Ganoderma Lucidum polysaccharide peptide (GL-PP2): A potential therapeutic agent against sepsis-induced organ injury by modulating Nrf2/NF-κB pathways.

Sepsis, characterized by a severe immune response to infection, remains a leading cause of mortality, with few effective strategies to prevent organ damage. Targeting inflammation, oxidative stress, and apoptosis is crucial for improving outcomes and advancing sepsis management.

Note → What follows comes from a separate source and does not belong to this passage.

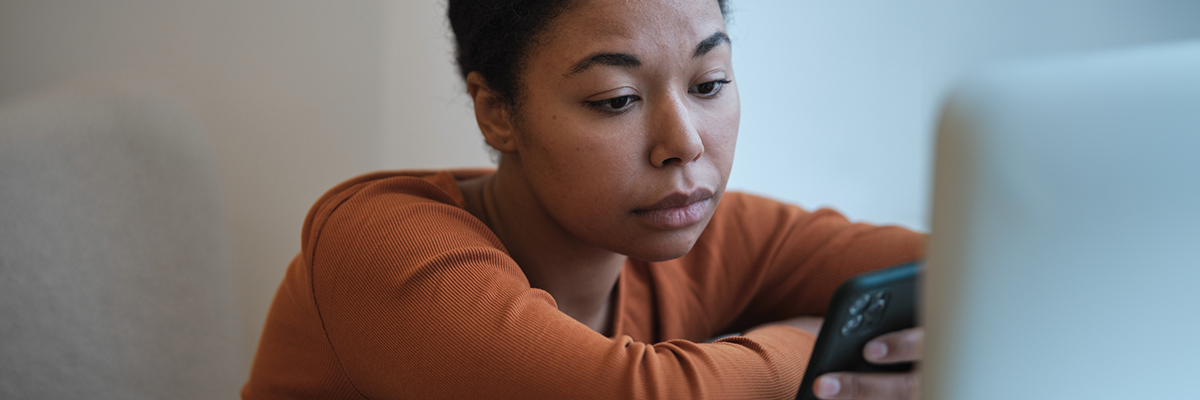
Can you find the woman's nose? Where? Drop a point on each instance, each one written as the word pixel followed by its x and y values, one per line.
pixel 675 138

We investigated the protective effects of Ganoderma Lucidum Polysaccharide Peptide 2 (GL-PP2) against sepsis-induced organ damage, focusing on immune regulation and kidney protection. In a murine sepsis model, mice received intraperitoneal injection of GL-PP2 (25, 50, 100 mg/kg) for seven days, with dexamethasone (5 mg/kg) as a positive control. Sepsis was induced by intraperitoneal lipopolysaccharide (LPS, 10 mg/kg), followed by histological, biochemical, molecular, and network pharmacology analyses to evaluate kidney and spleen damage. Results demonstrated that GL-PP2 mitigates LPS-induced kidney and spleen damage, preserving tissue integrity and improving renal function markers (blood creatinine, urea nitrogen). GL-PP2 also lowers pro-inflammatory cytokines, boosts antioxidant enzymes, and modulates the Nrf2/NF-κB pathways, highlighting its anti-inflammatory and antioxidant effects. Additionally, it reduces apoptosis by regulating Bax, cleaved caspase-3, and Bcl-2 expression. These findings indicate that GL-PP2 is a promising sepsis therapy candidate, as it targets inflammation, oxidative stress, and apoptosis, reducing organ injury. By modulating key pathways, GL-PP2 could improve clinical outcomes, warranting further study.